Ces paroles sont touchantes ; quoi de plus touchant aussi que les deux épitaphes composées par Alfieri pour son tombeau et celui de la comtesse[1] ? Chateaubriand, attaché alors à l’ambassade de Rome, venait d’arriver à Florence au moment où Alfieri rendait le dernier soupir ; il le vit coucher au cercueil, il lut les deux inscriptions funéraires, il fut touché de cet immense amour, de ce dernier rendez-vous donné au sein de la mort ; ces images devaient frapper l’auteur du Génie du Christianisme, et ce qu’elles avaient d’un peu

  1. Alfieri les a fait graver sur un diptyque de marbre blanc qui appartient aujourd’hui à la bibliothèque du musée Fabre à Montpellier.

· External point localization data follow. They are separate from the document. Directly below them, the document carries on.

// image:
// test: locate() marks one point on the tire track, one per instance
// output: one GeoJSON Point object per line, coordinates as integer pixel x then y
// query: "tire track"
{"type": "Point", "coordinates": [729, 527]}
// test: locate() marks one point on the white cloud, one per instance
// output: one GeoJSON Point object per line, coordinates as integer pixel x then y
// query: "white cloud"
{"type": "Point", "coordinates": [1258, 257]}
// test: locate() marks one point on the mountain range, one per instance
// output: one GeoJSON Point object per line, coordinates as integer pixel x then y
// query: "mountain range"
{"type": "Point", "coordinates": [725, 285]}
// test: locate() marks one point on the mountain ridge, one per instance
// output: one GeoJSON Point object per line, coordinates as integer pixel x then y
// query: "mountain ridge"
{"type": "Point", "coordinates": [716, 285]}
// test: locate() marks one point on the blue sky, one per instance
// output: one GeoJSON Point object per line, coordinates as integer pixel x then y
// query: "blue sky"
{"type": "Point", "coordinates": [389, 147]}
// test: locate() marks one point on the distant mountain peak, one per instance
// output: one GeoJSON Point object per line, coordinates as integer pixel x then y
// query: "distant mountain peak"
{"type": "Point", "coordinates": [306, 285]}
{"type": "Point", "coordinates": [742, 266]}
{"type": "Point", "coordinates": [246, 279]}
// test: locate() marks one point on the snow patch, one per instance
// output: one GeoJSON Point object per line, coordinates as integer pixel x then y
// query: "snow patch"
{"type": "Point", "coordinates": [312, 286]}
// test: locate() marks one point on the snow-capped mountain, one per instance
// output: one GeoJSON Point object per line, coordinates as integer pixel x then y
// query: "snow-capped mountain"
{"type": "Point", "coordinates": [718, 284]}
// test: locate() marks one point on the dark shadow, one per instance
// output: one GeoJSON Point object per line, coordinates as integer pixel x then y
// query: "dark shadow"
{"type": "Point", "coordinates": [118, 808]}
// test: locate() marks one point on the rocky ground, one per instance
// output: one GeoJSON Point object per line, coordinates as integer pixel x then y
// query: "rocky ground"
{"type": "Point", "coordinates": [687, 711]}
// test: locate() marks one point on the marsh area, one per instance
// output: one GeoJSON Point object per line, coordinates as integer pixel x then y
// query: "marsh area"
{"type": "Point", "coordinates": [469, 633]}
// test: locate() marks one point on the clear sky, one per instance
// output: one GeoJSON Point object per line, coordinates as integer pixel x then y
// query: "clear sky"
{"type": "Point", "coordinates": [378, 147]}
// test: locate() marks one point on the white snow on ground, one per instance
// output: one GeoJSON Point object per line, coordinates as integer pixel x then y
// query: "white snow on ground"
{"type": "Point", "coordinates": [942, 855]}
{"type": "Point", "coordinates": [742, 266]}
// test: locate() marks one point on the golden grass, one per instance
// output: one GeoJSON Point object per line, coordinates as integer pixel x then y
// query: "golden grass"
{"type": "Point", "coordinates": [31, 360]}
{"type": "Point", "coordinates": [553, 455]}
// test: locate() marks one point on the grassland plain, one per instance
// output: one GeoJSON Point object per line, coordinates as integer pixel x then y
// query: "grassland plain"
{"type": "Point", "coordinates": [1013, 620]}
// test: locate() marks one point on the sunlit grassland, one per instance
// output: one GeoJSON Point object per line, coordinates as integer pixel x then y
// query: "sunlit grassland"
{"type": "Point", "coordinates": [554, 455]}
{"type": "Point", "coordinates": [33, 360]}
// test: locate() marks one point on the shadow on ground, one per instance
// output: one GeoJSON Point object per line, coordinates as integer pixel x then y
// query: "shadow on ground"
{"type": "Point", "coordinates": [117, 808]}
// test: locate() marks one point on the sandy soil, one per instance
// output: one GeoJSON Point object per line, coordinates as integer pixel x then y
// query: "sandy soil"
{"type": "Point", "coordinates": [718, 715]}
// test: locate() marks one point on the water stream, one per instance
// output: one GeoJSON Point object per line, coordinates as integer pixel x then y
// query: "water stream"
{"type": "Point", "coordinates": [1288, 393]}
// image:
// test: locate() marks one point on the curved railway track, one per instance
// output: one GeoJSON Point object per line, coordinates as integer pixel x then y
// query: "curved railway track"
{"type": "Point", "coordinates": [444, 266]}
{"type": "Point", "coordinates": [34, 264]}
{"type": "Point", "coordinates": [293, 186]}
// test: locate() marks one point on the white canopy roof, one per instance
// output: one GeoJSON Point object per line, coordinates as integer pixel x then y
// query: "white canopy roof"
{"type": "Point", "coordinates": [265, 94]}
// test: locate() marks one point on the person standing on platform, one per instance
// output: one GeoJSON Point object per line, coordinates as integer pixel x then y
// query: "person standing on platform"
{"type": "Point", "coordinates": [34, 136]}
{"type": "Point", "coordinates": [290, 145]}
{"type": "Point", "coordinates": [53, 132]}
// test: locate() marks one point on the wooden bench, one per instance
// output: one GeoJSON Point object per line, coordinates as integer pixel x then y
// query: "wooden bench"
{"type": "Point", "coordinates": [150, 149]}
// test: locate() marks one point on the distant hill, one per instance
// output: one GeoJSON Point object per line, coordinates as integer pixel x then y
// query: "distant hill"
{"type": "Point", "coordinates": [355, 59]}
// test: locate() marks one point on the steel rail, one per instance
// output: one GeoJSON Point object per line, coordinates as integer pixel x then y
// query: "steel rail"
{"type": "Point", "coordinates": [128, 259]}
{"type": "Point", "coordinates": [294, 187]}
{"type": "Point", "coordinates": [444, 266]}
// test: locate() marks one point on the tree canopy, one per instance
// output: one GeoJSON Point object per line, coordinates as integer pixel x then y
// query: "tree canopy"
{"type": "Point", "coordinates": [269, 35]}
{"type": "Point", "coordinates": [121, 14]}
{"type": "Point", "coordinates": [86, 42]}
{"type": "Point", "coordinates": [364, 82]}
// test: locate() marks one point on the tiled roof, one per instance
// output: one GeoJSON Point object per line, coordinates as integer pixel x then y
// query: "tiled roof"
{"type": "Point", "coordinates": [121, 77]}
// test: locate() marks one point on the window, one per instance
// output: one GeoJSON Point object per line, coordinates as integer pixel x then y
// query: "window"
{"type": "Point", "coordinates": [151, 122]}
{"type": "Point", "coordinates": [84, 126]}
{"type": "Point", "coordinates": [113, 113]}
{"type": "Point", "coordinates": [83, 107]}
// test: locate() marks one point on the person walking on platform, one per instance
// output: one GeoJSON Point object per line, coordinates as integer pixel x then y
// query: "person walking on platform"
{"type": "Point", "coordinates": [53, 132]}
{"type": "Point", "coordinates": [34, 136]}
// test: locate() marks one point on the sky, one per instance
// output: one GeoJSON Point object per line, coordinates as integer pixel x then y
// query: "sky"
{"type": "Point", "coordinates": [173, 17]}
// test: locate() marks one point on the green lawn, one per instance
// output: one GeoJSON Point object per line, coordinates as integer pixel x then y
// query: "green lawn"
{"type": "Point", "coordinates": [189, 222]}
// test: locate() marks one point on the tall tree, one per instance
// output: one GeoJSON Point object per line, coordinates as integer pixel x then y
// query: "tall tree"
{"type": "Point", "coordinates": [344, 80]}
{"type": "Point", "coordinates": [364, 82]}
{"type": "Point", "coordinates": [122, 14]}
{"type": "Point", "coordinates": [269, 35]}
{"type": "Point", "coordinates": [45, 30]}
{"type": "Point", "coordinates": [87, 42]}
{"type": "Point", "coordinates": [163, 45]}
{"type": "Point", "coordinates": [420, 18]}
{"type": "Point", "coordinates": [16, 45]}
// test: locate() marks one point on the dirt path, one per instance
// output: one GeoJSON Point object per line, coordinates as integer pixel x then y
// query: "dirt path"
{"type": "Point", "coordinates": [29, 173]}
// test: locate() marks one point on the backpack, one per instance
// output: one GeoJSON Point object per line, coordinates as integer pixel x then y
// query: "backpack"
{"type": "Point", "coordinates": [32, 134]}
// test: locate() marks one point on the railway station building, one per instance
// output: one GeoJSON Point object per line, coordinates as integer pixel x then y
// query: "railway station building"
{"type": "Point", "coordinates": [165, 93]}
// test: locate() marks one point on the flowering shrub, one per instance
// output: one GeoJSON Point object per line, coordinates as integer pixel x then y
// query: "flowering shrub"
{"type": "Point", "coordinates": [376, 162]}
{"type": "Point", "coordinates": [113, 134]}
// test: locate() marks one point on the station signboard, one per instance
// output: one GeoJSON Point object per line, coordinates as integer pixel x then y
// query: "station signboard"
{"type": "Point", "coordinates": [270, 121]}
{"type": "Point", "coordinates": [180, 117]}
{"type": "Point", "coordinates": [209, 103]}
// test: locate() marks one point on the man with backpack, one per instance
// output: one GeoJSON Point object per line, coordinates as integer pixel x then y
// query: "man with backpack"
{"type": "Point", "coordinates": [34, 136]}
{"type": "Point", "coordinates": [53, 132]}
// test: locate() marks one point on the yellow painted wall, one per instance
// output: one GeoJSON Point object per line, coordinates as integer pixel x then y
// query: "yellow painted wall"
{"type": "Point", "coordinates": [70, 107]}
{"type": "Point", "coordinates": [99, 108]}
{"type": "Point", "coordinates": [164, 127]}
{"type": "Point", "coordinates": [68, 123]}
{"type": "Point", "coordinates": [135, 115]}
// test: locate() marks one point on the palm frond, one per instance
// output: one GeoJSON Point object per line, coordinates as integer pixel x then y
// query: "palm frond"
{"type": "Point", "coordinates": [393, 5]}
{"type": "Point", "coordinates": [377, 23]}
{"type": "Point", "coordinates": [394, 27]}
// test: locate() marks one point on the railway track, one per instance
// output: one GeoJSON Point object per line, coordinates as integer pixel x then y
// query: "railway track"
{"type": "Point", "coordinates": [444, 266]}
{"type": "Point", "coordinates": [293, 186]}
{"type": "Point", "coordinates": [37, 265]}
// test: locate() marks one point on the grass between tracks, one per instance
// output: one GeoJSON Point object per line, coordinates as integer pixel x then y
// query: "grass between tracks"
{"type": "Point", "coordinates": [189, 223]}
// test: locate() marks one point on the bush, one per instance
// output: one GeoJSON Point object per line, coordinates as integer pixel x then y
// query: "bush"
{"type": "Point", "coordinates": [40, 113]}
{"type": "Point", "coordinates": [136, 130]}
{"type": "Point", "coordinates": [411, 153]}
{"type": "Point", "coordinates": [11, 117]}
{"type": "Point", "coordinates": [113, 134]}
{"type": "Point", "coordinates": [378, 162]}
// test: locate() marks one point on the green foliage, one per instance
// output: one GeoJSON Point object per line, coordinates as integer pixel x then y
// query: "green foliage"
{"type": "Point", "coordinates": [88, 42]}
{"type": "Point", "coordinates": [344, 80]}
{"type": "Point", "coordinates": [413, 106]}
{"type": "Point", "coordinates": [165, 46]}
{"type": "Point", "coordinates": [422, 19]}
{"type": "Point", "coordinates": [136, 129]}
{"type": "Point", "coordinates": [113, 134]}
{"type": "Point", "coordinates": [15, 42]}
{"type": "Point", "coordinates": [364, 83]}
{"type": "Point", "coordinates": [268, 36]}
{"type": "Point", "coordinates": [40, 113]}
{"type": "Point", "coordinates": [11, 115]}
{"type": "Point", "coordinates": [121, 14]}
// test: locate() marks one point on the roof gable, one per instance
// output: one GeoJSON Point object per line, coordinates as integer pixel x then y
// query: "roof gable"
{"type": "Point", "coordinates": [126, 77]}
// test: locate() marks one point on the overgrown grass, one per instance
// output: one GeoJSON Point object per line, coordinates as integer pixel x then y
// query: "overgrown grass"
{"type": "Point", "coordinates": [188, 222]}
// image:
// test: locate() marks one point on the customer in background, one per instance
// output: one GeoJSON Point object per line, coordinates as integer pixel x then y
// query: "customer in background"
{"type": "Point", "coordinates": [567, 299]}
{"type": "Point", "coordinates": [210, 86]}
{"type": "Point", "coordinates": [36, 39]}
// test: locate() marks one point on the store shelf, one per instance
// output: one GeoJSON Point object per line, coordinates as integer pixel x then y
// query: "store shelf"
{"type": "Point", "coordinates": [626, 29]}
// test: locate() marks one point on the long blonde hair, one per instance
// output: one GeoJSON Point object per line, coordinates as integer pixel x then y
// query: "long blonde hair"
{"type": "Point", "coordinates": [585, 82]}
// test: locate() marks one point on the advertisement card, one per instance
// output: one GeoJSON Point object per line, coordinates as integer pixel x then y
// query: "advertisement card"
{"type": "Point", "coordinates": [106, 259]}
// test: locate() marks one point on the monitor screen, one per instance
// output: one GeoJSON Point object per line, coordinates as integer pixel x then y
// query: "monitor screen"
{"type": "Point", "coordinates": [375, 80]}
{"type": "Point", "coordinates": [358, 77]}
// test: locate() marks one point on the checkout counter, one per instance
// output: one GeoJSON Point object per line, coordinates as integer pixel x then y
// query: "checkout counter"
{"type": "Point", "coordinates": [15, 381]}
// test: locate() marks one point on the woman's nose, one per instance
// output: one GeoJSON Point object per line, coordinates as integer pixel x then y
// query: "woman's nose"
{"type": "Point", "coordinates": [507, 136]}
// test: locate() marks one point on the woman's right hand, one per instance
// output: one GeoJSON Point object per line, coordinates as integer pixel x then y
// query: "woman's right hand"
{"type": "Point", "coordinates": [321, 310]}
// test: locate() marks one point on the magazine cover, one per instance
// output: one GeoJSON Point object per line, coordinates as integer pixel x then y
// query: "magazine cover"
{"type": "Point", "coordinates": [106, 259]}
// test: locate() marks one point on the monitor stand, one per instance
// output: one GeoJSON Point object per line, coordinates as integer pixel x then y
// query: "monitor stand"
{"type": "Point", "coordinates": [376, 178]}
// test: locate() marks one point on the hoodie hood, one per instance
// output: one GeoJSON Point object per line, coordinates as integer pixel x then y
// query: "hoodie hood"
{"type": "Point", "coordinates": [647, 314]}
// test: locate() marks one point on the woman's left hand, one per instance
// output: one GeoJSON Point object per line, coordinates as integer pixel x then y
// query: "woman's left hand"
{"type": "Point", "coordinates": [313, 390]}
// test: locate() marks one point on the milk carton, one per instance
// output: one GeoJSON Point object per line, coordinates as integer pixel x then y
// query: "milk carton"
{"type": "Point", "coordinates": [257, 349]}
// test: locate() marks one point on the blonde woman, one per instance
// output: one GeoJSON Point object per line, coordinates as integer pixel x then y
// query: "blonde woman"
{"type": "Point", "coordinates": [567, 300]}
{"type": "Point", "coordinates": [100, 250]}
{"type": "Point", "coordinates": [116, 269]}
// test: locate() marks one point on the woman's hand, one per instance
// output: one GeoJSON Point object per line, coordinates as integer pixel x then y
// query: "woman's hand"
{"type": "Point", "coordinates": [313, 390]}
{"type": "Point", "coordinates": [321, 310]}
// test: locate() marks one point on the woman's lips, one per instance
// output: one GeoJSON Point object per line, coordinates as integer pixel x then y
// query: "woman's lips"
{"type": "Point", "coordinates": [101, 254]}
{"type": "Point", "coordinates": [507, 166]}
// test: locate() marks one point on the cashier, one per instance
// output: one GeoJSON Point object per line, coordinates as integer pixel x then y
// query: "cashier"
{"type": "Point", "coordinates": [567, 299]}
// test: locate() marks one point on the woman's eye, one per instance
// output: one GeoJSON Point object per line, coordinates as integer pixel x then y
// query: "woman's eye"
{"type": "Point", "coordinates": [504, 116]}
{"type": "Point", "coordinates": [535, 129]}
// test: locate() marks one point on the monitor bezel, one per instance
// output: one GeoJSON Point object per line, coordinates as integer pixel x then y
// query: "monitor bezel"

Comme ces deux épitaphes ont été souvent reproduites d’une façon incomplète ou inexacte, on en donne le texte ici :
    Quiescit hic tandem :
    Victorius Alferius Astensis.
    Musarum ardentissimus cultor
    Veritati tantummodo obnoxius
    Dominantotibus idcirco viris
    Peraeque ac inservientibus omnibus
    Invisus merito
    Multitudini
    Eo quod nulla unquam gesserit >
    Publica negotia
    Ignotus
    Optimis perpaucis acceptus
    Nemini
    Nisi fortasse sibimet ipsi
    Despectus
    Vixit annos… menses… dies…
    Obiit… die… mensis…
    Anno domini MDCCC…
    Hic sita est
    Aloysia e Stolbergis
    Albaniæ comitissa
    Genere forma moribus
    Incomparabili animi candore
    Præclarissima
    A Victorio Alferio
    Juxta quem sarcophago uno
    Tumulata est
    Annorum spatio
    Ultra res omnes dilecta
    Et quasi mortale numen
    Ab ipso constanter habita
    Et observata
    Vixit annos… menses… dies..
    In Hannonia Montibus nata
    Obiit,..,. die… mensis…
    Anno domini MDCCC…
    Au dessous, on lit ces mots : Florentiœ Gallorum compedibus obstrictœ, 1800.